Sometimes, the result isn't all that severe. At a roundtable discussion at Bloomberg View on Wednesday, for instance, Rendell urged the Obama White House to phase out all the Bush tax cuts over time (while letting those for the top end earners end immediately). This isn't the president's position (he wants to extend the rates for lower income earners indefinitely). But no one will particularly care or notice.
On occasion, however, Rendell's pronouncements can cause headaches. When Rendell was asked, at that same event, whether the president would win the Keystone State in November, his inability to answer with a definitive yes seems likely to create one of those instances.
"It's going to be a close election. The president is not going to do well in the west. He lost 11 of 12 southwestern Democratic counties in 2008, even though he won the state by 11 points," said Rendell, who was at the event to promote his book, "A Nation of Wusses." "I think he will improve the vote there because a number of them are construction workers, etc. ... and I think they know what is going on.

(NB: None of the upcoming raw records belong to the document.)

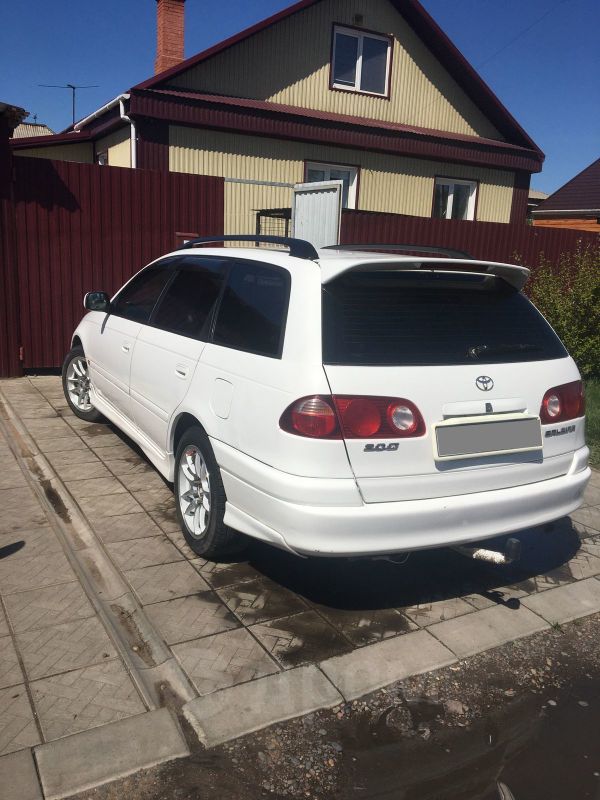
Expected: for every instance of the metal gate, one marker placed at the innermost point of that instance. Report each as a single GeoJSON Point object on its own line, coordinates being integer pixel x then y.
{"type": "Point", "coordinates": [317, 212]}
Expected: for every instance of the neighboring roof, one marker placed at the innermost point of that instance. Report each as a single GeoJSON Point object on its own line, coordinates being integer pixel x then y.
{"type": "Point", "coordinates": [581, 194]}
{"type": "Point", "coordinates": [14, 114]}
{"type": "Point", "coordinates": [50, 139]}
{"type": "Point", "coordinates": [429, 32]}
{"type": "Point", "coordinates": [27, 129]}
{"type": "Point", "coordinates": [534, 194]}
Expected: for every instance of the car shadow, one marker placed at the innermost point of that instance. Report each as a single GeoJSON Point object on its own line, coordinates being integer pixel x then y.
{"type": "Point", "coordinates": [427, 576]}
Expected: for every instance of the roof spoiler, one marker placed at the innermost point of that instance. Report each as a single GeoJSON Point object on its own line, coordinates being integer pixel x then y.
{"type": "Point", "coordinates": [297, 247]}
{"type": "Point", "coordinates": [514, 275]}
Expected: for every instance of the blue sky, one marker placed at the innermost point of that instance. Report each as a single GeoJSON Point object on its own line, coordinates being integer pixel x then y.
{"type": "Point", "coordinates": [541, 57]}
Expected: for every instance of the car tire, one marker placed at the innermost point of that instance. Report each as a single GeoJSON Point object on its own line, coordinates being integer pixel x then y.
{"type": "Point", "coordinates": [200, 498]}
{"type": "Point", "coordinates": [76, 386]}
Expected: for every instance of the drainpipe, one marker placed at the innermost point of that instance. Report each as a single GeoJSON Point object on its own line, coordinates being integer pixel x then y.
{"type": "Point", "coordinates": [133, 133]}
{"type": "Point", "coordinates": [120, 100]}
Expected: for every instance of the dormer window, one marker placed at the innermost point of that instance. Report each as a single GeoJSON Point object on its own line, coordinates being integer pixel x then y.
{"type": "Point", "coordinates": [361, 61]}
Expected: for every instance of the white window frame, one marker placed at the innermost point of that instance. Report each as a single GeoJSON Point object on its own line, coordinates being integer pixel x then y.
{"type": "Point", "coordinates": [451, 183]}
{"type": "Point", "coordinates": [327, 168]}
{"type": "Point", "coordinates": [361, 36]}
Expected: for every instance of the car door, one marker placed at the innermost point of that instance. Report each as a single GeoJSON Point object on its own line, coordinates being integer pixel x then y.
{"type": "Point", "coordinates": [109, 352]}
{"type": "Point", "coordinates": [168, 348]}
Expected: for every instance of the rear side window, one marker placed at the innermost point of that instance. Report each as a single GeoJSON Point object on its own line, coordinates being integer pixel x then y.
{"type": "Point", "coordinates": [136, 300]}
{"type": "Point", "coordinates": [414, 318]}
{"type": "Point", "coordinates": [253, 310]}
{"type": "Point", "coordinates": [188, 302]}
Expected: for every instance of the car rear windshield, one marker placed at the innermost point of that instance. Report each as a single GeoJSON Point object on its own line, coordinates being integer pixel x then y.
{"type": "Point", "coordinates": [393, 318]}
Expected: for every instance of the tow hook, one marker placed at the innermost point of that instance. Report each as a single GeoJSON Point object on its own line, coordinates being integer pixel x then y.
{"type": "Point", "coordinates": [399, 559]}
{"type": "Point", "coordinates": [511, 553]}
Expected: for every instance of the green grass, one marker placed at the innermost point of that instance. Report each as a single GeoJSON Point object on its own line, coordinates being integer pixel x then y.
{"type": "Point", "coordinates": [592, 401]}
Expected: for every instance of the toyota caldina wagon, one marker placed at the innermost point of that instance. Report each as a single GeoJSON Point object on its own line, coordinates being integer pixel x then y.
{"type": "Point", "coordinates": [337, 403]}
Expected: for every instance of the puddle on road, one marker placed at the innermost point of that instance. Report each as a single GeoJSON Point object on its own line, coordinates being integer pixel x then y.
{"type": "Point", "coordinates": [537, 749]}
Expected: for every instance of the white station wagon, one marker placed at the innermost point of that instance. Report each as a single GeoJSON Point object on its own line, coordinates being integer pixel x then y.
{"type": "Point", "coordinates": [337, 403]}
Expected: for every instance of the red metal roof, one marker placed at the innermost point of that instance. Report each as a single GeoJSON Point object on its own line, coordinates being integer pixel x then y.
{"type": "Point", "coordinates": [51, 139]}
{"type": "Point", "coordinates": [326, 116]}
{"type": "Point", "coordinates": [430, 33]}
{"type": "Point", "coordinates": [257, 118]}
{"type": "Point", "coordinates": [581, 193]}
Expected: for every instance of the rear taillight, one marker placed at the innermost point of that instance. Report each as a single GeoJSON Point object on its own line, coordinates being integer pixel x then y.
{"type": "Point", "coordinates": [311, 416]}
{"type": "Point", "coordinates": [562, 403]}
{"type": "Point", "coordinates": [365, 417]}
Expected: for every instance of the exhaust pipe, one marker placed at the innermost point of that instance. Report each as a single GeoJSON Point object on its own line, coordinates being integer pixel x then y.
{"type": "Point", "coordinates": [512, 553]}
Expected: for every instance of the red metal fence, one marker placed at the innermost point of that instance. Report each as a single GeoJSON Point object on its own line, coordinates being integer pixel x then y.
{"type": "Point", "coordinates": [80, 227]}
{"type": "Point", "coordinates": [492, 241]}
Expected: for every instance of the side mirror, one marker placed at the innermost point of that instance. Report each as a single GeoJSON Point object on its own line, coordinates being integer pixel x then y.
{"type": "Point", "coordinates": [96, 301]}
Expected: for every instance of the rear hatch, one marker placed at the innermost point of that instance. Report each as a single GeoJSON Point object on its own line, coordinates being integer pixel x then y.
{"type": "Point", "coordinates": [475, 358]}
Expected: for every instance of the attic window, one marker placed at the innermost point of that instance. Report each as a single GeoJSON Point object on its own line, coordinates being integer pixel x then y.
{"type": "Point", "coordinates": [454, 199]}
{"type": "Point", "coordinates": [360, 61]}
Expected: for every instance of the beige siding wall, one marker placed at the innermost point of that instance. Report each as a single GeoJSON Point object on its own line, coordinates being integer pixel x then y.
{"type": "Point", "coordinates": [118, 146]}
{"type": "Point", "coordinates": [289, 63]}
{"type": "Point", "coordinates": [82, 153]}
{"type": "Point", "coordinates": [387, 183]}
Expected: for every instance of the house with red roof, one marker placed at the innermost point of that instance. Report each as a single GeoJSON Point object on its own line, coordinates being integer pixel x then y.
{"type": "Point", "coordinates": [574, 205]}
{"type": "Point", "coordinates": [370, 93]}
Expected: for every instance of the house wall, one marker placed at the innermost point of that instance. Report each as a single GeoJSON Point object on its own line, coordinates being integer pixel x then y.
{"type": "Point", "coordinates": [82, 152]}
{"type": "Point", "coordinates": [118, 146]}
{"type": "Point", "coordinates": [575, 224]}
{"type": "Point", "coordinates": [386, 183]}
{"type": "Point", "coordinates": [290, 63]}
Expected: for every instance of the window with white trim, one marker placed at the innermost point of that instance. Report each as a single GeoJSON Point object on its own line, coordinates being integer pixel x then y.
{"type": "Point", "coordinates": [361, 61]}
{"type": "Point", "coordinates": [454, 199]}
{"type": "Point", "coordinates": [315, 171]}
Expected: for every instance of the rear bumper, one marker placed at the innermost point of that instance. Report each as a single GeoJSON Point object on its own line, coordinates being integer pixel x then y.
{"type": "Point", "coordinates": [354, 528]}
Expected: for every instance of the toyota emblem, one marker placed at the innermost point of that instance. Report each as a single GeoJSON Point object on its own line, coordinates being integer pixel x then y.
{"type": "Point", "coordinates": [485, 383]}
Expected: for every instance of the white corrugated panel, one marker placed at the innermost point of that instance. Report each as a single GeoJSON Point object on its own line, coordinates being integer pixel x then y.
{"type": "Point", "coordinates": [317, 212]}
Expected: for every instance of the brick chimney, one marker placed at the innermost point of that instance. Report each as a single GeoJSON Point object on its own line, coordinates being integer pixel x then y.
{"type": "Point", "coordinates": [170, 27]}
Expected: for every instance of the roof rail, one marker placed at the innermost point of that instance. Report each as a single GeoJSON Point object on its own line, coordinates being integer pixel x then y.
{"type": "Point", "coordinates": [419, 248]}
{"type": "Point", "coordinates": [298, 247]}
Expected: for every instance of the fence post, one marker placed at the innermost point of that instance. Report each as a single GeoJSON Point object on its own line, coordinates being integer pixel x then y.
{"type": "Point", "coordinates": [10, 362]}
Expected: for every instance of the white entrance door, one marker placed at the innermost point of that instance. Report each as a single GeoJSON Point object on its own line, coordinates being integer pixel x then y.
{"type": "Point", "coordinates": [317, 212]}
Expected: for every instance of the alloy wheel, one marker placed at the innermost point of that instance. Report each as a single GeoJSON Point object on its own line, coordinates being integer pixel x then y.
{"type": "Point", "coordinates": [78, 384]}
{"type": "Point", "coordinates": [194, 491]}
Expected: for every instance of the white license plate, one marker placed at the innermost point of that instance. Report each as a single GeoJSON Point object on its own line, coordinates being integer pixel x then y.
{"type": "Point", "coordinates": [494, 437]}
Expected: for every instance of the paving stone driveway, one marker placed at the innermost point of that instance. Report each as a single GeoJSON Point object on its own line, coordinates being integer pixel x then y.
{"type": "Point", "coordinates": [225, 623]}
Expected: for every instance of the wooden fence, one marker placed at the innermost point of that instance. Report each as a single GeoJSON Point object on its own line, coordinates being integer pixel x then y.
{"type": "Point", "coordinates": [79, 227]}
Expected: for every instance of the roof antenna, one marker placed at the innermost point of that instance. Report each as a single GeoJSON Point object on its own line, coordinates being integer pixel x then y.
{"type": "Point", "coordinates": [70, 86]}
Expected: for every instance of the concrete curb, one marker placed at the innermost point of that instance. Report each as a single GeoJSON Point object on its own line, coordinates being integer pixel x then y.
{"type": "Point", "coordinates": [89, 759]}
{"type": "Point", "coordinates": [18, 777]}
{"type": "Point", "coordinates": [138, 643]}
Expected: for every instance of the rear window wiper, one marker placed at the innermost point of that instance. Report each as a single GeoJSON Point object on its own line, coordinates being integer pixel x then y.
{"type": "Point", "coordinates": [499, 349]}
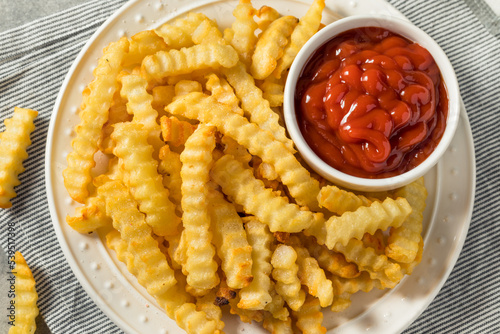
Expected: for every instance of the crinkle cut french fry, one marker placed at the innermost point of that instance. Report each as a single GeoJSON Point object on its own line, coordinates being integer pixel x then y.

I think he will do better there. But I don't think he will carry there. The election will be determined by basically the four Philadelphia suburban counties."
Will he win, Rendell was asked again. He paused for about five seconds, then offered the following:
He won enormously in '08. Clinton won twice, Gore won, Kerry won. Not by big margins. And Obama will probably, if you put the four counties together, he will carry. The question is will he carry enough. That depends on a couple of things. It really depends on how good Governor Romney's campaign is at Etch-A-Sketch. You know, that guy [Communications Director Eric Ferhnstrom] told the truth. You are all aware of that. He probably shouldn't have said it, but he told the truth.
I tell people Governor Romney's biggest liability in the primaries was that people really didn't believe he was a conservative. His biggest asset in the general election is people really don't believe he is a conservative. So will those moderate Republicans, conservative Democrats, independents in the Philadelphia suburbs vote for him because he is really a moderate who is going to govern in a moderate fashion? I don't know.
But I will tell you what I think in the end will determine how those people vote: one convention speech and maybe the first two debates. All the rest of it is noise. Our guys were moaning and groaning about Citizens United. Citizens United sucks. But in the end, by October, people will have turned out all that stuff. They are going to be so bombarded no one is going to be listening in October. And I think the debates are going to determine and the convention speech is going to determine who wins this election.
That didn't exactly answer the question. So it was asked again. "So bottom line, is Pennsylvania is in play?"
"Oh, it is definitely in play," Rendell replied. He went on about how bizarre it was to read reports that Republicans weren't making investments in the state. "Can't be right. I mean why would you do that? And why would you make that judgment now?"
"I think it is definitely in play," he said again. "I said from the beginning, Mitt Romney is the only candidate who had a chance to do well enough in the Philadelphia suburbs to carry the state. If I had to bet, I would bet he won't, because the president is going to do very well in the debate."
If Pennsylvania does indeed come down to the debates, the Obama campaign is in more political trouble than anyone envisions. The Huffpost Pollster average has Obama with a nine percentage point lead there. Rendell knows his state very well. But he also was a bit more skeptical of Obama's chances there in 2008 than reality warranted.
Getting up to go to another event, the former governor turned around and asked: "What will David Axelrod think of this?" He wouldn't hear from the Obama campaign strategist directly, he had noted earlier, because Axelrod no longer calls him to complain directly.